Chaque soir de la fête – tôt le vendredi, lorsque la ménorah doit être allumée avant le coucher du soleil, et plus tard le samedi soir, lorsqu’elle doit être allumée après la tombée de la nuit – les bénévoles de ‘Habad, jeunes et moins jeunes, se sont répandus dans toute la ville de New York pour distribuer les ménorahs. Ils frappaient aux portes, visitaient les magasins et se tenaient au coin des rues. (Plus tard, le Rabbi a offert du ‘Hanouka guelt à tous ceux qui avaient participé à la campagne, la preuve de cette participation étant exigée sous la forme d’une note signée par les organisateurs.) Certaines des ménorahs en étain furent également expédiées dans des villes comme Los Angeles et Miami, où elles ont été distribuées. À la fin de la fête, les 60 000 ménorahs avaient disparu.
Un effort similaire fut déployé en Israël, où les Forces de Défense israéliennes ont transporté des ‘hassidim dans des avions militaires vers des bases situées sur le canal de Suez, au fin fond du Sinaï et jusqu’à la frontière syrienne, afin de partager la lumière et la joie de ‘Hanouka. Après tout, la ménorah raconte l’histoire de la victoire d’un petit groupe de Maccabées sur un puissant empire qui tentait d’écraser le peuple juif sur le champ de bataille.
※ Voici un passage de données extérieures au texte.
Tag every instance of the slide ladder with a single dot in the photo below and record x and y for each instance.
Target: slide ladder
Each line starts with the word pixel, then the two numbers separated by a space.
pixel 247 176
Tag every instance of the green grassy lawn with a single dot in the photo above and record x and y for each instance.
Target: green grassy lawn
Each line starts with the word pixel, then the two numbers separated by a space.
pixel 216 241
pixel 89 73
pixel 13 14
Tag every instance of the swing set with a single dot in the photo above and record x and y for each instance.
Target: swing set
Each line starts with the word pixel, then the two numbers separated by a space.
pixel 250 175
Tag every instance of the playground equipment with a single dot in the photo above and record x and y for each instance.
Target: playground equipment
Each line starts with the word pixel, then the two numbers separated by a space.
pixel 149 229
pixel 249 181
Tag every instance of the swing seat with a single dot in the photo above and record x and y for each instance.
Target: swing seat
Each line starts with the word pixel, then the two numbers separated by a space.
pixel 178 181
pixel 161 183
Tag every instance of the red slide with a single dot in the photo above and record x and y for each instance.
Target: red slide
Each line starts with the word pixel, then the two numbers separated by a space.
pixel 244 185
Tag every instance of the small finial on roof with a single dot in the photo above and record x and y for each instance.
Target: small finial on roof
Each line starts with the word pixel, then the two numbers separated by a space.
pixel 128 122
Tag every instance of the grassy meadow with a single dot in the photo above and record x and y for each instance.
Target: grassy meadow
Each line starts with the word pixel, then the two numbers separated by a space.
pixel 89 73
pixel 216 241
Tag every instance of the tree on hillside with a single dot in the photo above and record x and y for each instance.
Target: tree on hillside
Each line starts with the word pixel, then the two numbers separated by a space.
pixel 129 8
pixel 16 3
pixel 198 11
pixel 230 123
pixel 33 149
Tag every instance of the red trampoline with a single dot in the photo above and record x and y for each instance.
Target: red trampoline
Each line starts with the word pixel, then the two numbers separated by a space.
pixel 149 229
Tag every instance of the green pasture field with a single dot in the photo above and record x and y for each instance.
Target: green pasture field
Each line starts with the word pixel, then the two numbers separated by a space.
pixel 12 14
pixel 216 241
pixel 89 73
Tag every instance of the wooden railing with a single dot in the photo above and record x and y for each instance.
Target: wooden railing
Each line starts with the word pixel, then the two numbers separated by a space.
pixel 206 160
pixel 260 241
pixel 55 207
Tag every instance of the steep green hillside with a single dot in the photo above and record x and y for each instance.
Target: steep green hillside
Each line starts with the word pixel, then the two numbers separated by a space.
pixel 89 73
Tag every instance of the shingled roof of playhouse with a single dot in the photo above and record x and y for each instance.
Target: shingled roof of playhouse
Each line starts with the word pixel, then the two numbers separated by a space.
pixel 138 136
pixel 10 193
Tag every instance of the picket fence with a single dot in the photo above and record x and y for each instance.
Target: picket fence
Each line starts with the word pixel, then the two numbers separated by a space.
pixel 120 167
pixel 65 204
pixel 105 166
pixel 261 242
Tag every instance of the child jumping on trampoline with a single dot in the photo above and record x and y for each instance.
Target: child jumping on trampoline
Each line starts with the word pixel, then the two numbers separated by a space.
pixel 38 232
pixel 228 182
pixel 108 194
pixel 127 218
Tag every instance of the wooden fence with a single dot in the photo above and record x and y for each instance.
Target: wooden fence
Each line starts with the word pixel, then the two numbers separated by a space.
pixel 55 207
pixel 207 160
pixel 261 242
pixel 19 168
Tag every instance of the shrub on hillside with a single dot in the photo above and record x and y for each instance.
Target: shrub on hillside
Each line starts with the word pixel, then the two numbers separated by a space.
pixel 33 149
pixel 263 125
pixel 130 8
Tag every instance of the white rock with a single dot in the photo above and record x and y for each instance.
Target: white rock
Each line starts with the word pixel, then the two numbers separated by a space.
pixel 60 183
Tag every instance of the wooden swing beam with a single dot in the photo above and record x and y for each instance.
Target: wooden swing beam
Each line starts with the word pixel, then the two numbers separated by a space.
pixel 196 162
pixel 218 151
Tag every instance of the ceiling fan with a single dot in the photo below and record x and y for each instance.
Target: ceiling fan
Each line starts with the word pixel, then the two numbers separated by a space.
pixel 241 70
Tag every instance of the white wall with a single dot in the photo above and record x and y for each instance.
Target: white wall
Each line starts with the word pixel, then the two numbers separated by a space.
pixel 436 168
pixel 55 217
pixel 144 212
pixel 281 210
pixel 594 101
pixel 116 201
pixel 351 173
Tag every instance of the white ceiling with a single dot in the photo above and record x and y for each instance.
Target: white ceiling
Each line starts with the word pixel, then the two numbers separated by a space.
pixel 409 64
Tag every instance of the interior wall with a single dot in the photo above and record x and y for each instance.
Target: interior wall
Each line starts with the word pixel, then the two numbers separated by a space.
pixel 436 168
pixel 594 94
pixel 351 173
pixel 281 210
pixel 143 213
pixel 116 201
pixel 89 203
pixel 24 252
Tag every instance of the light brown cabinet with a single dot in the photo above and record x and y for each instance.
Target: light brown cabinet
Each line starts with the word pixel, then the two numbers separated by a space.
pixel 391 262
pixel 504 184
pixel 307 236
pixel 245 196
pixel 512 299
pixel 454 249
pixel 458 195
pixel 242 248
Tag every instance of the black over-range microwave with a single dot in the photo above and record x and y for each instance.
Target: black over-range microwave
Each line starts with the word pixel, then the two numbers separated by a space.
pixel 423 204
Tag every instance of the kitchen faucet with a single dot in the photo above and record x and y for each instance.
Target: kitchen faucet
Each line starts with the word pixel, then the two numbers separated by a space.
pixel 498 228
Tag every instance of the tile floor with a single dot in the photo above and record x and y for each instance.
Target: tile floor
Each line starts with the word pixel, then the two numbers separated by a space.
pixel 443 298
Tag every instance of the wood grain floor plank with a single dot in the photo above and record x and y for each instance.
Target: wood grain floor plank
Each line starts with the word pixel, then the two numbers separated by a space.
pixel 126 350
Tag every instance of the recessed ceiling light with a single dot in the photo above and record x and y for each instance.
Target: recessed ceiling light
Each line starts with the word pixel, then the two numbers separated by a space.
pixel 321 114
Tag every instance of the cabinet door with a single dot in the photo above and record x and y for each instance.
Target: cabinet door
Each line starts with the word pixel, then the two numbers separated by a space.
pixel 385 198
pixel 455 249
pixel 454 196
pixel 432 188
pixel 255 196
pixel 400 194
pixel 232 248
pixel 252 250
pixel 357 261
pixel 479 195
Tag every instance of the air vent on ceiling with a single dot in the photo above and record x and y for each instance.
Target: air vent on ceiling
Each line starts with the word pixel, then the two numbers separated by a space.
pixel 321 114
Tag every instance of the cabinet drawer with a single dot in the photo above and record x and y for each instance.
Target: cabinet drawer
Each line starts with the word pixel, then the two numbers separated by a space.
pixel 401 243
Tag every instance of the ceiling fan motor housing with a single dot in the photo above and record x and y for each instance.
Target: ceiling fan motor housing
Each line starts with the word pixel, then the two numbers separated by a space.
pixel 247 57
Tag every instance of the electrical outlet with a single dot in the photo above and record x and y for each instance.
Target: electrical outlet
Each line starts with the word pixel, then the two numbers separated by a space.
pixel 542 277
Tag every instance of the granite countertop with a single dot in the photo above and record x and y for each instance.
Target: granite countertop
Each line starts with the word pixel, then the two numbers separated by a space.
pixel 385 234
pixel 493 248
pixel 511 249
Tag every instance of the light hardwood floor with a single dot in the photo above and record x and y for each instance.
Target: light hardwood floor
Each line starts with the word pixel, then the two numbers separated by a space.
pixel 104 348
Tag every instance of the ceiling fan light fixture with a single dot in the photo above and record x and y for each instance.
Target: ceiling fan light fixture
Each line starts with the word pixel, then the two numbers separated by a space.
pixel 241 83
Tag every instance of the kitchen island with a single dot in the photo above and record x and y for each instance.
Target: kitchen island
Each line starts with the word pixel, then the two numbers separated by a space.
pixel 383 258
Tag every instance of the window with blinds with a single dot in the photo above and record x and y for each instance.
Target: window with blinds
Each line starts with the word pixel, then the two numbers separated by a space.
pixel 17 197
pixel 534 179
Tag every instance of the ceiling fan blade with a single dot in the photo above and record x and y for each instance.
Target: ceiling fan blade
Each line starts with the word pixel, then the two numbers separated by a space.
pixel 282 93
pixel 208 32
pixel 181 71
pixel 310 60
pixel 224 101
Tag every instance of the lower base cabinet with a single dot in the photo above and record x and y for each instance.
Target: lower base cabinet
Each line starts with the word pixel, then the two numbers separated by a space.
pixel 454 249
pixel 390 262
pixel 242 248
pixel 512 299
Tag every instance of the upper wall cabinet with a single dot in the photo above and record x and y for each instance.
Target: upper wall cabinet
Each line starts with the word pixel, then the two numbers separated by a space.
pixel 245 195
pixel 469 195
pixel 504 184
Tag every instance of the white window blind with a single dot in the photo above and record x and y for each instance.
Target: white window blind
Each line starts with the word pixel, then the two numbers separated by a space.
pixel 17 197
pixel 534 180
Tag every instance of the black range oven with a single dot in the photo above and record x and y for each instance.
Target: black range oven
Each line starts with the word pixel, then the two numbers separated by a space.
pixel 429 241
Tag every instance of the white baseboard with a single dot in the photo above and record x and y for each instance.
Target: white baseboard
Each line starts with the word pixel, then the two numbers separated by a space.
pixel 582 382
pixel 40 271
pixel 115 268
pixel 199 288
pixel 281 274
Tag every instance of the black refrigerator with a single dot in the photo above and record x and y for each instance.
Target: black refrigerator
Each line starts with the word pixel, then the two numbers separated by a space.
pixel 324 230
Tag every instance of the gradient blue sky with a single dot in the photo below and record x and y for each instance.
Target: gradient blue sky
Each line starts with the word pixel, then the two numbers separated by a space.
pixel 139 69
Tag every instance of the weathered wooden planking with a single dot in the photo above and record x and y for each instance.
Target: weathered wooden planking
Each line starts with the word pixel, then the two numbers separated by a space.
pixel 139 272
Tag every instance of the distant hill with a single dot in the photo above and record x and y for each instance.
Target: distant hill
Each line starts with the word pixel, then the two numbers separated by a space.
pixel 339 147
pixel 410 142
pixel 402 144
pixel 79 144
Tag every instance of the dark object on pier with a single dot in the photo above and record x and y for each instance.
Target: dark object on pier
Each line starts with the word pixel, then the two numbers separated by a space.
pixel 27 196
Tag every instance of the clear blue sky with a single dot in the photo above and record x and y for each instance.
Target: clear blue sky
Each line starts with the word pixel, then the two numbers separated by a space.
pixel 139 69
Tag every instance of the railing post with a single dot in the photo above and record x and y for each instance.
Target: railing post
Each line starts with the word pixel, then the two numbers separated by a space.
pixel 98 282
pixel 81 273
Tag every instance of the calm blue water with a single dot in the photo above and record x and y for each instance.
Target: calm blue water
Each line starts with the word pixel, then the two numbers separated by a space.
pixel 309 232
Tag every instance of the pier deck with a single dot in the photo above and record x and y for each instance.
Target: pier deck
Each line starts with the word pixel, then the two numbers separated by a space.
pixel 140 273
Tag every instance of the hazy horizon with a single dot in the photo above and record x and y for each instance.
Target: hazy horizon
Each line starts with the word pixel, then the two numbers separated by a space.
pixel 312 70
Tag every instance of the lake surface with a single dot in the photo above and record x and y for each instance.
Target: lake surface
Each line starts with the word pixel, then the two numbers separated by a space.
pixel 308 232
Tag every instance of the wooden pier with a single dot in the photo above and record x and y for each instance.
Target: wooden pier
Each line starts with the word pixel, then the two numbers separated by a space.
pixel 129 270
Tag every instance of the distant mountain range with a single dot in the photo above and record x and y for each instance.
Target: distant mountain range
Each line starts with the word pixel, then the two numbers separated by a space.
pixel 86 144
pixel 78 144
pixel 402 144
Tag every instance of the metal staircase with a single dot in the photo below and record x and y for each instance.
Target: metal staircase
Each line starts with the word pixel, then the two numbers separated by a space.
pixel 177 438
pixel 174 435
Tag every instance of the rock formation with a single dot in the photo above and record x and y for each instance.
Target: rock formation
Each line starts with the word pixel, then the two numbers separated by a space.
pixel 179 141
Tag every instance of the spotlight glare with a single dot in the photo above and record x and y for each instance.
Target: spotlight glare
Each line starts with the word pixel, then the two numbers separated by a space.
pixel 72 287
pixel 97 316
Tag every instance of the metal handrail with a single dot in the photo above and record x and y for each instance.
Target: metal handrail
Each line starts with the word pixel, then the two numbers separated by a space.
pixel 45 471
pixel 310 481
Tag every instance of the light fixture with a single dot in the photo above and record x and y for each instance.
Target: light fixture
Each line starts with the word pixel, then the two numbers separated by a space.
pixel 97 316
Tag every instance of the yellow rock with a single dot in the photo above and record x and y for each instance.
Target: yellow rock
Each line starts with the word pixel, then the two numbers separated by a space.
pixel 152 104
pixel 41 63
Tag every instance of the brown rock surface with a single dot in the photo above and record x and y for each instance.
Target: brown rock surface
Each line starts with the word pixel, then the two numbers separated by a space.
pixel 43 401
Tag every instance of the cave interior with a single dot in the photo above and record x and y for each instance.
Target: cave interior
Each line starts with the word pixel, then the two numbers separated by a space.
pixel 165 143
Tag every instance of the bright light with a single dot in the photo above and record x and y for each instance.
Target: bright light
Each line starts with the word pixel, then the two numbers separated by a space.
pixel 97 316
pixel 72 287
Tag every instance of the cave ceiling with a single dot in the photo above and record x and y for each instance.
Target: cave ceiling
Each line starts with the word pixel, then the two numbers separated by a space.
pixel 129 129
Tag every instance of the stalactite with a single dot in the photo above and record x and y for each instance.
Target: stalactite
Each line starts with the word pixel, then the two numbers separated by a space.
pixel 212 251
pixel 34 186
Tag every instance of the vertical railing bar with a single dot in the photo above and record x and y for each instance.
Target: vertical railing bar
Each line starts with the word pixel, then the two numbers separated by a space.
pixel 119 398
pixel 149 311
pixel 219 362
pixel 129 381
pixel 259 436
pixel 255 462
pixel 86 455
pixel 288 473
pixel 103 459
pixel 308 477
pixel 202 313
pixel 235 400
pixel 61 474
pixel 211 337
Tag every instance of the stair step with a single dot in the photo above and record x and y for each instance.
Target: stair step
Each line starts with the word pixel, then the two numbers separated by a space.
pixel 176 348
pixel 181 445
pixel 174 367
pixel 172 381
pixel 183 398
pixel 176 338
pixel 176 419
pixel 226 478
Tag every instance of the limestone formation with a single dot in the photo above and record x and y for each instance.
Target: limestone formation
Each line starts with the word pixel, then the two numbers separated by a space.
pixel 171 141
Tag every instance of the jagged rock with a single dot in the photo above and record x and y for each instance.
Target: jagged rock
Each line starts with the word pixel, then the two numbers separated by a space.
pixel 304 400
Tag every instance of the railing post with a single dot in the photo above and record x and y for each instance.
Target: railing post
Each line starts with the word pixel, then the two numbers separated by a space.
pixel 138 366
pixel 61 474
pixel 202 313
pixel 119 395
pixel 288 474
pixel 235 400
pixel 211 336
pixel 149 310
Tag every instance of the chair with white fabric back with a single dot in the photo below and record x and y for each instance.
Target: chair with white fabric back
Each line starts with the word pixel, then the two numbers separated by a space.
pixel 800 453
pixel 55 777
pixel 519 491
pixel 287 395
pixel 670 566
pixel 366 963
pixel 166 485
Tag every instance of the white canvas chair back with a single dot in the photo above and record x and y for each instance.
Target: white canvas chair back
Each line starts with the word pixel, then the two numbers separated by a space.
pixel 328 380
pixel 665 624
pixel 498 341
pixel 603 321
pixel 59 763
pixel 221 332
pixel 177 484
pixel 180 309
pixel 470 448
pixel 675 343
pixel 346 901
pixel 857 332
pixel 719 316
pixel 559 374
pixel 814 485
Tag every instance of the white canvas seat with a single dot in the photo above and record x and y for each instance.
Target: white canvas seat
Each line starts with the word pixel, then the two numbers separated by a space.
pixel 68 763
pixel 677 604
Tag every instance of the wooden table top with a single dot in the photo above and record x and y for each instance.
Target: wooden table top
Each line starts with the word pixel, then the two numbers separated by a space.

« Les Juifs ont toujours été une “petite minorité parmi les nations” et ne peuvent se mesurer aux nations du monde en termes de puissance physique et matérielle », écrivait le Rabbi dans une lettre de ‘Hanouka quelques années plus tard. « Mais dans le domaine de l’esprit, c’est exactement l’inverse : la force spirituelle de la “voix de Jacob” subjugue “les mains d’Ésaü” ... En outre, la victoire de l’esprit ne se limite pas au domaine spirituel, mais entraîne une victoire sur le champ de bataille au sens ordinaire du terme, “la délivrance des puissants entre les mains des faibles, et du grand nombre entre les mains du petit nombre”... ».
C’est également à l’occasion de ‘Hanouka que l’allumage public de la ménorah a vu le jour, d’une certaine manière. Comme l’a rappelé le rabbin Shmuel Lipsker dans une interview accordée en 2014 à Chabad.org, cette année-là, lui et quelques amis étudiants de la yeshivah se sont postés à l’angle de la Cinquième Avenue et de la 47e Rue, dans le centre de Manhattan, pour distribuer les ménorahs. Ils voulaient quelque chose qui puisse attirer l’attention des milliers de New-Yorkais qui passaient à toute allure devant eux. « Nous avons décidé de construire une grande ménorah et de l’apporter avec nous », se souvient Lipsker.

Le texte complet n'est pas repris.